Space expands and contracts depending on the nature of the ideology. It can contract to include the borders of the “Jewish homeland” or the “Kurdish homeland,” two give two of many examples. And it can expand to encompass the earth and everyone on it, as is the case for the liberal ideology, in whose name Francis Fukuyama once declared the end of history, and implicitly the end of geography, with the emergence of the global village.

Obviously, the ability of different ideologies to adapt and evolve over time varies, as does their capacity to accommodate changing social, economic and political conditions, and what the dynamics of political thought and practice do and do not allow for.

This leads me to the divergent conceptions of space and time among Middle Eastern rivals. Vision 2030 outlines how time is perceived in Saudi Arabia, and its internationally recognized borders illustrate how it perceives space. In the Gulf, one finds similar notions of these concepts. After the country celebrated its fiftieth-year anniversary in 2021, the UAE outlined its vision for the next fifty years.

As for the space, it is the country itself. Here, we find specific time frames and defined spaces that the human mind can perceive.

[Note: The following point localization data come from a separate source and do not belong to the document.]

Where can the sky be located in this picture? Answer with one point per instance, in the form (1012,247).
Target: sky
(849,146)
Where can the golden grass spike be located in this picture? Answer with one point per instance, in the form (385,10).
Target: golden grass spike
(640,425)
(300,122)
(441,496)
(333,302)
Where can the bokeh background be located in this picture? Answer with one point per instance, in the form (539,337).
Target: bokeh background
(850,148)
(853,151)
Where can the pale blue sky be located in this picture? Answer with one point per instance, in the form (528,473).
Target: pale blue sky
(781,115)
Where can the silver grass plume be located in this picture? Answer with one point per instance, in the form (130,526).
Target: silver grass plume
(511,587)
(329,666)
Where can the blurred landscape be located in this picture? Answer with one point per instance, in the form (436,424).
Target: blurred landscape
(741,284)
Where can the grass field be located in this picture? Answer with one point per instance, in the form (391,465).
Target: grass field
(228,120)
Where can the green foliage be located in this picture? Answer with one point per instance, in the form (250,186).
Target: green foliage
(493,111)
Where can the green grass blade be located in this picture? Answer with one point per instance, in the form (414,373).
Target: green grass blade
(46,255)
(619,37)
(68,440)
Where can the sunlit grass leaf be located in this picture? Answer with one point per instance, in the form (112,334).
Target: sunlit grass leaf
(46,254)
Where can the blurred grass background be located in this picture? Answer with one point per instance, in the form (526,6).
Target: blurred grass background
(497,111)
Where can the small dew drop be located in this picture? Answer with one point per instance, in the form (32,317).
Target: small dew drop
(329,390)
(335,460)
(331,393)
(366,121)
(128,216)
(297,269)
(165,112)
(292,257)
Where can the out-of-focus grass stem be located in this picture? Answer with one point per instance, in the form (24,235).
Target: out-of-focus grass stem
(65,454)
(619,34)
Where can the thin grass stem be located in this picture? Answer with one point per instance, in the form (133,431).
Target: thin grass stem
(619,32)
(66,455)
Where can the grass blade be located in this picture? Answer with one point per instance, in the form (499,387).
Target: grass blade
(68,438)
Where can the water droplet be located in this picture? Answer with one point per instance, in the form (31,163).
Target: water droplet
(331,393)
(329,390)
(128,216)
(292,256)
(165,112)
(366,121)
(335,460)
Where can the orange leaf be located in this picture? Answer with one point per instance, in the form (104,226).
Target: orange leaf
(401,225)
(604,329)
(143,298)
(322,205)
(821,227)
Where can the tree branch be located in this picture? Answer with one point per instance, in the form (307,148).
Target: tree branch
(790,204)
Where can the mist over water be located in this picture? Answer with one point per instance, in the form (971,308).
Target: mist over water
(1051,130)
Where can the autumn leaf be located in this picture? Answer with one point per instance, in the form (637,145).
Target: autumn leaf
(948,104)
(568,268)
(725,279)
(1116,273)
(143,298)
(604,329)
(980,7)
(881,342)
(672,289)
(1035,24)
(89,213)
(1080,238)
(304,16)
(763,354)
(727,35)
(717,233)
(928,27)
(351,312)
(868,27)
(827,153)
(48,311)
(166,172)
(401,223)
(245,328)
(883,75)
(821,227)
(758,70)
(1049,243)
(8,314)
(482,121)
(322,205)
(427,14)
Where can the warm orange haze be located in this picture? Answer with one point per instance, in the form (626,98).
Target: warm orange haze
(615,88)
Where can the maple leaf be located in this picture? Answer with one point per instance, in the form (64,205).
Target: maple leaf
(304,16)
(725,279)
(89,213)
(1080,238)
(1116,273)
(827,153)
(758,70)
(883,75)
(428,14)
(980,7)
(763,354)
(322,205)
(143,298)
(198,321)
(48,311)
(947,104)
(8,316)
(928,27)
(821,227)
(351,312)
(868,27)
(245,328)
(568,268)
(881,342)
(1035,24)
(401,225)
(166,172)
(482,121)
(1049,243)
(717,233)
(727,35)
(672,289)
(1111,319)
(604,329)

On the other hand, if we look at political Islam, both Sunni and Shiite, we find that time ranges from ancient history to a future beyond the future and beyond life. The Sunni puritans yearn for what is called the golden age of Islam, the era of the Rightly Guided Caliphs. They aspire to bring a caliph that reproduces it in the present to power, ignoring the frameworks set by statehood, national borders, political legitimacy, and national identity.

The Shiite puritans refer back to moments that they believe encapsulate all that political righteousness means, as they do when they commemorate Ashura as a political moment. Their struggle is to change the outcomes of this historical event through the outcomes of the battles being waged in the now and here, whether in Iraq, Syria, or Yemen.

As for the future, both see it as nothing less than the afterlife itself, where eternal bliss and paradise are ascended to after the divine promise is fulfilled.

Non-ideological countries, like Saudi Arabia and the UAE, look to the future. Theirs is a tangible future that physically exists temporally and spatially, and it is linked to plans for a future that can be predicted. In this future, there is greater emphasis on strengthening economic development, social cohesion, modernization, and environmental sustainability, and the path toward it is usually shaped by the needs and aspirations of the people of a particular nation state.

The outcome of this interplay between political thought and questions of time and space is directly tied to the future of mankind. The utopias pushed for by ideology, especially rigid ideologies, are founded on the idea of bringing about an ideal society built on the basis of religious, cultural, national, political or class principles. Thus, utopia can potentially encourage a culture of individual sacrifice and martyrdom for the common good, as it prioritizes collective goals over individual well-being.

In contrast, other countries in the region, such as Saudi Arabia and the UAE, have prioritized individual well-being and meeting contemporary needs and aspirations, such as ensuring high living standards, good education and health care, and economic opportunities for their citizens.

And so, the most consequential potential outcome of the political tracks emerging in the region is this change in how space and time are perceived politically. As mentioned at the outset of this article, the return of the interiors is the most prominent manifestation of this shift. The interior is back to shaping politics and taming ideologies after cold hard reality tested the capacity of utopias to become places where hardship and tragedies unfold in the here and now.